Auschwitz guard, 94, to stand trial

Eyeglasses in Auschwitz. Source: Wikimedia

 

A 94-year-old former Nazi SS guard at Auschwitz extermination camp is due to face trial in Germany over the murder of at least 170,000 people.

Prosecutors say Reinhold Hanning met Jewish prisoners as they arrived at the Polish death camp and is thought to have escorted some to the gas chambers. Hanning admitted being a guard but denied involvement in mass murder, prosecutors reported. He faces trial in Detmold, in what will surely be one of the last cases of its kind.

Hanning is one of four former Nazi guards, three men and a woman, to face legal action in the next few months. The Nazis killed about 1.1m people at Auschwitz, most of them Jews. Survivors will testify against Hanning.

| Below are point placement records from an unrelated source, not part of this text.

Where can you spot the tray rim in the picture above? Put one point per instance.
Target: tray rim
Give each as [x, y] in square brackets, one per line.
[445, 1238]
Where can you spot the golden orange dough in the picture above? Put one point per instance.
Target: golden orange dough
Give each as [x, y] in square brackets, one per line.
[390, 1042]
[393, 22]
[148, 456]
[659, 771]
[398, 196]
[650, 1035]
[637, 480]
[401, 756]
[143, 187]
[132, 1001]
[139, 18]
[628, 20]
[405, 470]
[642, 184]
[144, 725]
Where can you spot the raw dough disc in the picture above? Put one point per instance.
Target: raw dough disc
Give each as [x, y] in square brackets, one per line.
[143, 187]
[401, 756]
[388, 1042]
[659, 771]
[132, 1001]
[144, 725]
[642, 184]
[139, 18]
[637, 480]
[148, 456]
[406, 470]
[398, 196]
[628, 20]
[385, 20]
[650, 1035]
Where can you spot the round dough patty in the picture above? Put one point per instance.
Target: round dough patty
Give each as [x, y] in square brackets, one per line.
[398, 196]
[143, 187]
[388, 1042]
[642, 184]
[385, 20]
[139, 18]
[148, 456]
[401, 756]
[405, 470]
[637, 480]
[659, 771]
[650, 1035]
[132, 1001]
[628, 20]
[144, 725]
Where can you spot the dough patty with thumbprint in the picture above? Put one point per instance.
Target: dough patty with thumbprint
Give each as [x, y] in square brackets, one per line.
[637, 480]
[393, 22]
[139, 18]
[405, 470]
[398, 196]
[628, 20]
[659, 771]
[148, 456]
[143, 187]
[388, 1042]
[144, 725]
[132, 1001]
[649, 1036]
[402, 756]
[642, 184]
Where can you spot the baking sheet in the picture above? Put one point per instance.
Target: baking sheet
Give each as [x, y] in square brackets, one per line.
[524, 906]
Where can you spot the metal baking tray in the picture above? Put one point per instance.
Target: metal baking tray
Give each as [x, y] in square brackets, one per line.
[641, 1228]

“The chimneys were spewing fire … the smell of burning human flesh was so unbelievable that one could hardly bear it,” 94-year-old Leon Schwarzbaum was quoted saying.

Prosecutors previously had to provide evidence that Nazis were directly involved in killing inmates. But the 2011 conviction of John Demjanjuk set a precedent when a judge ruled that his activities as a camp worker in occupied Poland amounted to complicity in mass murder.

Last year a German court jailed Oskar Groening, 94, for four years as an accessory to the murder of at least 300,000 people at Auschwitz.  The so-called SS “book-keeper of Auschwitz” was accused of counting banknotes that had been confiscated from inmates.

Angela Orosz was approaching her first birthday when she left Auschwitz but she weighed around 3kg, as much as a newborn. She was apparently too weak to cry and now, 71, only grew to 152cm or less than five foot. Orosz will testify against Hanning.

“Because so much time has passed since then, it’s important that the last remaining survivors speak out,” Orosz said from Montreal, Canada, where she lives. “I’m probably the youngest of them, but for me it’s a duty to keep the memory alive.”

Orosz’s birth in Auschwitz was miraculous considering the ordeal her mother suffered. She is one of two babies born in Auschwitz known to have survived.  Her parents married in 1943 but the Nazis invaded Hungary a year later and forced them on a train carriage for cattle. Orosz’s mother was pregnant and the couple were both put to hard labour.

Her father died of exhaustion, while her mother’s pregnancy did not show even in the seventh month because of malnutrition. Orosz’s mother was also subjected to notorious camp doctor Josef Mengele’s gruesome experiments, including a sterilisation procedure that involved pushing a burning substance into her cervix, while she was pregnant.

She only spent a month in Auschwitz before it was liberated on January 27, 1945. Orosz said it was clear that “it has marked my entire life”.

“I was a very sick baby. I looked like a rag doll. In November 1945, when I was almost a year old, I weighed only 3kg,” Orosz said. “My mother was the only one convinced that I would live. The legacy of Auschwitz, of my mother’s starvation and abuse, never disappeared completely. I stand less than five feet tall today.”

A doctor cared for her for several years until her bones were strong enough for her to walk.